Dicer deletion in astrocytes inhibits remyelination after lysolecithin-induced demyelination. A Schematic diagram of the time course of tamoxifen (TMF) treatment and histology; B Counter-immunostaining for GFAP (white arrowheads indicating astrocytes in B). Scale bars, 50 μm (middle and left panels) and 20 µm (right panels); C Schematic diagram showing the time course of tamoxifen (TMF) treatment, lysolecithin injection, and histology. Representative images and quantification of MBP expression in the lesion (dotted areas) reveal cumulative nuclei (DAPI). Scale bar, 200 µm. D, E Representative images and quantification of CC1- and GFAP-positive cells in the lesion (dotted areas). Scale bars, 50 µm (D), 100 µm (E). F mGFP in the SVZ and counter-immunostaining for NG2 (OPCs) and Olig2 (OLs) in the hGFAP-CreERT; mT/mG brain. Scale bar, 50 µm. Error bars represent the mean ± SEM. *P < 0.05, Student’s t-test, Dicer-cKO vs control, n = 3–4 for all experiments.

Discussion

Astrocytes play an important role in governing CNS development [26, 27]. The functional importance of Dicer in OLs [28], microglia, and neurons has been extensively investigated [29, 30]. Here, we used the hGFAP-CreERT line to induce recombination in the developing and adult CNS. Revealed by the mT/mG reporter line, hGFAP-CreERT can drive an efficient and astrocyte-specific recombination without leaking into other cell types in the postnatal CNS. Previous reports have shown that the conditional Dicer deletion driven by hGFAP-Cre or mGFAP-Cre results in severe functional deficits, such as ataxia and seizures, and premature deaths of the mutant mice [16], while the Dicer deletion in the developing CNS causes memory and motor coordination deficits in adulthood without severe dysfunctions. The differences were probably due to the non-specific Dicer deletion in astrocytes, neurons and OLs by hGFAP-Cre and mGFAP-Cre [19, 31]. It remains largely unknown how Dicer deletion in astrocytes impairs neurofunctions in this case. Given that hypomyelination may disrupt synaptogenesis and cause long-term functional deficits [32] and we demonstrated that Dicer deletion in astrocytes causes hypomyelination in the developing CNS, it is possible that the hypomyelination may also contribute, at least partially, to functional abnormalities in the Dicer-cKO mice. Regarding the functional importance of astrocytes in supporting neurons and regulating neuronal synaptogenesis, it also highly probable that Dicer deletion in astrocytes could directly affect neuronal functions and be involved in the functional deficits in the Dicer-cKO mice [16, 17]. It is notable that Dicer deletion in astrocytes during adulthood seems unlikely to cause instant functional deficits, suggesting that Dicer deletion in adult astrocytes may not impart acute and severe damage to neuronal function.

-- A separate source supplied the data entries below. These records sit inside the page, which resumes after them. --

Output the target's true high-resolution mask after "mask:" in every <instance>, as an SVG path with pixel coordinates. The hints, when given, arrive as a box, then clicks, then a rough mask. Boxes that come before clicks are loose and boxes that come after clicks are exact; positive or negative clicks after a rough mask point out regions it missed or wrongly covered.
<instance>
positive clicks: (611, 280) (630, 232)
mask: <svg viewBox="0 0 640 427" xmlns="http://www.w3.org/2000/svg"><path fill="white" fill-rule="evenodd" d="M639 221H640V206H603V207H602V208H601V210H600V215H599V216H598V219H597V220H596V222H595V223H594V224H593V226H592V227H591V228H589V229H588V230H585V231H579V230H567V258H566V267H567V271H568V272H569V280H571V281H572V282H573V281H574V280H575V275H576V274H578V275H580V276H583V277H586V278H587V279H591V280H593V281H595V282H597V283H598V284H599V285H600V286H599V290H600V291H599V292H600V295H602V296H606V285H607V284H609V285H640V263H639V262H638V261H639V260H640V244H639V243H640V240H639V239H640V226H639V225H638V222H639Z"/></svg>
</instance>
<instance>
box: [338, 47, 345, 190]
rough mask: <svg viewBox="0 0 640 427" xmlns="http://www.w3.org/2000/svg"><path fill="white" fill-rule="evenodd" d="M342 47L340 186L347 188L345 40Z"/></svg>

Evidence has shown that astrocytes and OLs are closely associated during CNS development. Elimination of astrocytes in developing CNS causes OL death and disrupts myelination in the developing CNS, indicating that astrocytes are functionally required for OL survival [15]. Astrocytes can support myelination through both cell-to-cell communication and secretory mechanisms. Previously, we and others have shown that astrocytes can provide nutrients to OPCs by gap junctions, and deletion of Connexin 43 in astrocytes inhibits astrogliosis and promotes remyelination [33,34,35]. Further, astrocytes can also produce a number of growth factors, like CNTF and PDGF, to support OL proliferation and myelination [36, 37]. Thus, it is also possible that the Dicer deletion in astrocytes might diminish the support for OL differentiation and myelination. Since Dicer deletion can cause astrogliosis and over-activation in the developing and adult CNS, it is plausible that the aberrant astroglial changes may disrupt the supporting functions for OL differentiation and myelination. Together, this study has demonstrated that Dicer in astrocytes is required for OL myelination and neurofunction development.